I have been playing the role of assignment editor for the past month, setting up shoots, assigning them to either myself, out temp shooter depending on his schedule, one of our freelancers (who I took the initiative to find and add to our roster - I got so sick of the commercial photographers coming back from our shoots with no cutline info), and managing our kick ass part time student shooter, who I found when I decided I was over getting all the fucking CloseUps all the time and never got to work on anything that interested me.
Sadly, I am one of those Needs Recognition Children. Or, people, I guess. I want someone to notice the changes I've made and say "That's awesome! Your department is cookin with gas thanks to you!"
In the late summer months and early fall, Jackie traveled around doing a project called Rites of Passage. While she was doing this, I was doing everything else (not all the time of course - Jackie was around and shooting daily stuff when she could), with none of the assistance mentioned above. It was thankless. I don't appreciate thankless.
It's really important to me to be one of those women who encourages other women, let's them know when I think they've done something cool. I compliment Jackie's work, because it's totally great, on a regular basis. The compliments are not really returned. When Rites of Passage was a success, I congratulated her (genuinely!), and any compliments mentioned when she wasn't around were conveyed to her from me too. I think this is important.
I also think not whining is important but this is not one of those blog entries.
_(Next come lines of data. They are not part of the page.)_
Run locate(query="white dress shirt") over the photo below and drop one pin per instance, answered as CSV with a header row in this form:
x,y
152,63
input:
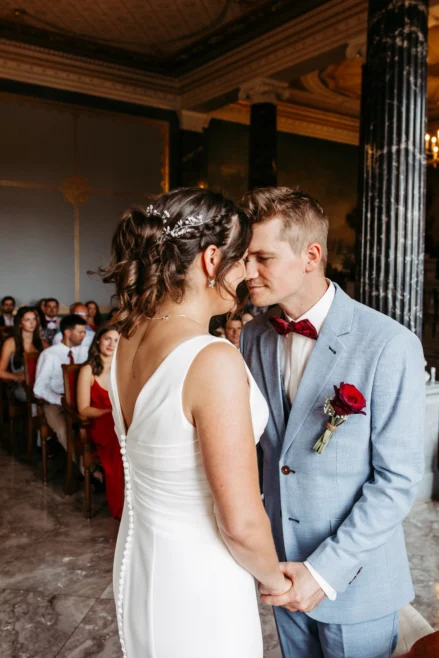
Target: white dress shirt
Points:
x,y
49,381
294,353
85,345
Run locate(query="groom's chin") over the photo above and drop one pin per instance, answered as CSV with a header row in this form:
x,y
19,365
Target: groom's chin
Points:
x,y
258,298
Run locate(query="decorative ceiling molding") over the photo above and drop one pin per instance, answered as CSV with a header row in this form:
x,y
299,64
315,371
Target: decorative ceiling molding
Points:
x,y
263,90
332,25
157,36
60,71
194,121
300,120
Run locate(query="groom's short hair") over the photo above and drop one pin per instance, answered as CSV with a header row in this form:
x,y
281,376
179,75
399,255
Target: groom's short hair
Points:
x,y
304,220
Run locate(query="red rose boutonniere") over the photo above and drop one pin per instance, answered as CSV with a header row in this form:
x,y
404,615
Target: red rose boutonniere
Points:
x,y
347,401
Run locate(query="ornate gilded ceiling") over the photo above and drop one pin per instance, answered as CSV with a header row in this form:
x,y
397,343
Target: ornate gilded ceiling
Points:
x,y
162,35
194,56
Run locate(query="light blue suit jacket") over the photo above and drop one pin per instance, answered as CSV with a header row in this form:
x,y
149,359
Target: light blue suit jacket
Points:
x,y
343,510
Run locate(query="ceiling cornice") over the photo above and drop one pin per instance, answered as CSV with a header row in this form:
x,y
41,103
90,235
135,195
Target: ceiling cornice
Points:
x,y
45,67
300,121
334,24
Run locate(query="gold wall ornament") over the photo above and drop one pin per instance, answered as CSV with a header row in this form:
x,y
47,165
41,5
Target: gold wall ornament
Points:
x,y
76,190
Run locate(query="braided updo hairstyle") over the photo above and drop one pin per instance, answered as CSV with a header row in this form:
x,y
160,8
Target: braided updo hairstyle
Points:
x,y
150,262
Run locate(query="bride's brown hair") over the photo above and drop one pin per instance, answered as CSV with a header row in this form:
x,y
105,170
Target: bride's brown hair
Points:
x,y
148,264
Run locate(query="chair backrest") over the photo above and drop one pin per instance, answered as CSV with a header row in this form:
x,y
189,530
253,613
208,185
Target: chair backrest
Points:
x,y
426,647
70,374
30,367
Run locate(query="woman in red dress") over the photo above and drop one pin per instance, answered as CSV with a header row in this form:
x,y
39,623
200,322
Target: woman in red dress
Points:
x,y
94,403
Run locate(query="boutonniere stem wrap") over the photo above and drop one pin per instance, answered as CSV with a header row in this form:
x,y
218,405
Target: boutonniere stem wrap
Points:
x,y
347,401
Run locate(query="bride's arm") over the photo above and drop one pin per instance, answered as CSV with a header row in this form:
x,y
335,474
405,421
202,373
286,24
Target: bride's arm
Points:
x,y
216,401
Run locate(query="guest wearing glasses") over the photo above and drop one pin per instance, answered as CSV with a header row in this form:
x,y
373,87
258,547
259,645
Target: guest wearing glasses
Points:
x,y
94,403
49,381
7,312
79,309
51,310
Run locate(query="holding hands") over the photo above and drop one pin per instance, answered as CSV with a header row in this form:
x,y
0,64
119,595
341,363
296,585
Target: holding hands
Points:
x,y
304,593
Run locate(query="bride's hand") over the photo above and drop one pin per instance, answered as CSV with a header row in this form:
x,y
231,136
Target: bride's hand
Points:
x,y
285,584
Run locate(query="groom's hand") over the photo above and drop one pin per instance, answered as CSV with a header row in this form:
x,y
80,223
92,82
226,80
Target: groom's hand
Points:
x,y
305,594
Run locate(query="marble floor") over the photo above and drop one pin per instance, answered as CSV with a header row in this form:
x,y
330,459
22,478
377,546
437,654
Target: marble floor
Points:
x,y
55,570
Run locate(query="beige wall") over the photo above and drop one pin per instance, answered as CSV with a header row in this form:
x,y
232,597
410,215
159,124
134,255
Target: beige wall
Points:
x,y
66,174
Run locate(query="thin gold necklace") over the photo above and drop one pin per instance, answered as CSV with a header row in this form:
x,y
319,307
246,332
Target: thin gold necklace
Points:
x,y
175,315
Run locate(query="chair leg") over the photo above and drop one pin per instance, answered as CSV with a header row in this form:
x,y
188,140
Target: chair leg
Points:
x,y
30,434
87,493
43,434
68,487
12,435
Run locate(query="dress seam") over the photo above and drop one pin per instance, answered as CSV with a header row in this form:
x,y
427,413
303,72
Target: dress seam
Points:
x,y
152,593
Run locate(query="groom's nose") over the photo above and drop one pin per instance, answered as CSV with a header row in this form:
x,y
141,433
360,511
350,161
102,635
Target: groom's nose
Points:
x,y
251,270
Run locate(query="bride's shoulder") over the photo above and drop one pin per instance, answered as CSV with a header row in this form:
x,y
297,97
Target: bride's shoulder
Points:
x,y
218,357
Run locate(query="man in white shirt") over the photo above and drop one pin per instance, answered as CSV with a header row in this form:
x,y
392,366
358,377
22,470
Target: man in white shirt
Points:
x,y
7,312
49,382
337,516
79,309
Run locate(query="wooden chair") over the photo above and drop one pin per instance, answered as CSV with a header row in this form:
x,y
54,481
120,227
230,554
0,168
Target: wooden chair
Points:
x,y
16,411
78,442
38,422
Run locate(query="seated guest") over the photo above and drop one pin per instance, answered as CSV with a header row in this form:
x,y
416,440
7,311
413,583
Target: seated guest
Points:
x,y
51,320
247,317
94,318
49,381
111,314
26,338
94,403
40,308
7,312
233,330
79,309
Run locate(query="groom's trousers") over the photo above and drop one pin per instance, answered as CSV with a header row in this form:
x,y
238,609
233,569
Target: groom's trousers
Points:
x,y
304,637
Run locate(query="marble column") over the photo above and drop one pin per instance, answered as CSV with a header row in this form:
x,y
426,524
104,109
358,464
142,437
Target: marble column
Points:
x,y
390,242
263,95
194,148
This is a whiny blog entry.
I have been working hard for weeks on a project about the BU women's field hockey team. It comes out tomorrow and I am concerned about how I will react if no one says a goddamn thing about it to me. That's the trouble with my "art". With this field. Nobody does it because they just have joy in doing it. They do it also because they want others to like it. We want our work to be appreciated and enjoyed. If no one enjoys it, were the pictures ever taken? Was the work ever even done?